Blockade der Hormus-Straße jetzt Realität
Washington setzt ein deutliches Signal: Die US-Marine hat die von Donald Trump angeordnete Blockade der strategisch wichtigen Straße von Hormus zu Beginn dieser Woche umgesetzt. Dies markiert eine Verschärfung der Spannungen zwischen den USA und dem Iran.
US-Präsident Donald Trump äußerte sich am Montag scharf gegen die iranische Seemacht. Er behauptete, die Marine des Irans sei „weitgehend zerstört“ und bezifferte die Zahl der gesunkenen Schiffe auf 158. Lediglich eine geringe Anzahl von Schnellbooten sei verschont geblieben, da sie keine ernsthafte Bedrohung darstellten.
Doch gerade diese verbliebenen Boote stehen nun unter scharfer Beobachtung. Trump kündigte unmissverständlich an, dass jedes Schnellboot, das sich der US-Blockade nähere, umgehend „eliminiert“ werde. Dieses Vorgehen werde mit der gleichen Härte wie gegen mutmaßliche Drogenschmuggler auf See erfolgen – „schnell und brutal“, so der US-Präsident.
Zugang zu Irans Häfen eingeschränkt
Die Blockade, die am Montagnachmittag deutscher Zeit wirksam wurde, betrifft laut der britischen „United Kingdom Maritime Trade Operations“ (UKMTO) den Zugang zu iranischen Häfen und Küstengebieten. Dies schließt die Gewässer des Persischen Golfs, des Golfs von Oman und des Arabischen Meeres östlich der Straße von Hormus ein.
Das US-Zentralkommando (CENTCOM) präzisierte, dass die Maßnahmen alle Schiffe betreffen, die iranische Häfen anlaufen oder verlassen wollen. Gleichzeitig wurde betont, dass die „Freiheit der Schifffahrt durch die Straße von Hormus zu und von nicht-iranischen Häfen“ unbeeinträchtigt bleiben soll.

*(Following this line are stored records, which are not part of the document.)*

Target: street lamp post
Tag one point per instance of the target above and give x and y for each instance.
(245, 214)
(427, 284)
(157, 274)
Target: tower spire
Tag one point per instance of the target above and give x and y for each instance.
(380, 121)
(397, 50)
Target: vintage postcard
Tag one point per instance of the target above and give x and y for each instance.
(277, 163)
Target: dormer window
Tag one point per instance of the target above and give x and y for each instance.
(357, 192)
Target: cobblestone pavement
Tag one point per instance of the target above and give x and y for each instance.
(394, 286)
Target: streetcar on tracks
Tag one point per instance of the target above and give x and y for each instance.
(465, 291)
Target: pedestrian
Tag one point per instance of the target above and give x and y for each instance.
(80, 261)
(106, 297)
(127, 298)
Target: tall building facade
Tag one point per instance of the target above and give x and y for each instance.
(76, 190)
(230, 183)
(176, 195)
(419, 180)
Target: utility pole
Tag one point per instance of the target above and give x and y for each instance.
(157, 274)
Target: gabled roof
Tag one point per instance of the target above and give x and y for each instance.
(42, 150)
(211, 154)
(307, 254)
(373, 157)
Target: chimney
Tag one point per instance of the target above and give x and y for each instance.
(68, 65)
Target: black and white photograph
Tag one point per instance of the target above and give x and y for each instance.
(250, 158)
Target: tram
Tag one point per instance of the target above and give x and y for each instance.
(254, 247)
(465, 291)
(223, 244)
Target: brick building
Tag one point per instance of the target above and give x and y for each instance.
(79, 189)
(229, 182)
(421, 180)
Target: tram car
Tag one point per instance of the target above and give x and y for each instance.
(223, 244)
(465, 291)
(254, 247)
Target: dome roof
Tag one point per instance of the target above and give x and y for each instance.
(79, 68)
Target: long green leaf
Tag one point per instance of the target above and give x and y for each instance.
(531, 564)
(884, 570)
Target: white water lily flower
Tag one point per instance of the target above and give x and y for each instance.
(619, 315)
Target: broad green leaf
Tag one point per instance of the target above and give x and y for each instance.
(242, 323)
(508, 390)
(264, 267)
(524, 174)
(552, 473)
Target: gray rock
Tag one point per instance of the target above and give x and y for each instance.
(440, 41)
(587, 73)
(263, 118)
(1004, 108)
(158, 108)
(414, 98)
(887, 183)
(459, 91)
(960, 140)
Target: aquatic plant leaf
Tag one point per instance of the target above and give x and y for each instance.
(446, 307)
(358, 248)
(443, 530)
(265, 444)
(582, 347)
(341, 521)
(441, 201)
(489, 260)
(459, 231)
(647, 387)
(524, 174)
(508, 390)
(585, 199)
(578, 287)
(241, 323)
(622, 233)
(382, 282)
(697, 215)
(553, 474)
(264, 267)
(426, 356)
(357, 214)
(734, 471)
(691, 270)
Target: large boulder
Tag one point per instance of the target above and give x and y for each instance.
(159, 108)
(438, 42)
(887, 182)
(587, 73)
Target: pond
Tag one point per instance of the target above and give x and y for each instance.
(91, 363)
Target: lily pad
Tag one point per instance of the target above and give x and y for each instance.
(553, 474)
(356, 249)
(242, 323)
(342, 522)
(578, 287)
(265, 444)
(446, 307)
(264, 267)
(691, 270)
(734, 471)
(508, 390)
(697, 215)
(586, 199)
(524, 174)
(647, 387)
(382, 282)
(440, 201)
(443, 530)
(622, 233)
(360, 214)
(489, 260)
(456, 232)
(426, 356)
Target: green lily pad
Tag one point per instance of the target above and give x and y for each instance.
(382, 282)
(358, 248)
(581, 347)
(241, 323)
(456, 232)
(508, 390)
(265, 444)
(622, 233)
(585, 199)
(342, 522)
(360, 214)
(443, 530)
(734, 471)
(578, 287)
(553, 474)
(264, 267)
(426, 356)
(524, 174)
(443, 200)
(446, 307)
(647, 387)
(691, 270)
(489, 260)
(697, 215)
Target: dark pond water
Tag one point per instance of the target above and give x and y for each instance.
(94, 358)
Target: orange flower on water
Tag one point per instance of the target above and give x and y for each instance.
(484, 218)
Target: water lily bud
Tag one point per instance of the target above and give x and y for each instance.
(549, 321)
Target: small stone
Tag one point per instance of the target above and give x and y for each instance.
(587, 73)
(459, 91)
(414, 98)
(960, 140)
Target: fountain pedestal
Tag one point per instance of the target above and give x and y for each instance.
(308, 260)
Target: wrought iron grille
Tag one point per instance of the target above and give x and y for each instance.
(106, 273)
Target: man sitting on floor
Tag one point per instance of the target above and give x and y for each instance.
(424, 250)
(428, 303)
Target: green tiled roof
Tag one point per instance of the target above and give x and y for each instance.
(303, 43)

Die Einschränkungen gelten für Schiffe aller Flaggen, die Verbindungen zu iranischen Häfen, Öltankern oder Küsteneinrichtungen aufweisen. Neutralen Schiffen, die sich bereits in iranischen Häfen befinden, wurde eine Übergangsfrist zum Verlassen eingeräumt. Weitere Details zu den Beschränkungen seien noch in Entwicklung.
Die US-Blockade ist eine Reaktion auf die frühere Blockade der Straße von Hormus durch den Iran, die nach eigenen Angaben als Vergeltung für einen US-israelischen Angriff erfolgte. Trump hatte die erneute Öffnung der Seeregio vergeblich gefordert. Nach dem Scheitern direkter Gespräche am Wochenende kündigte er die eigene Blockade an.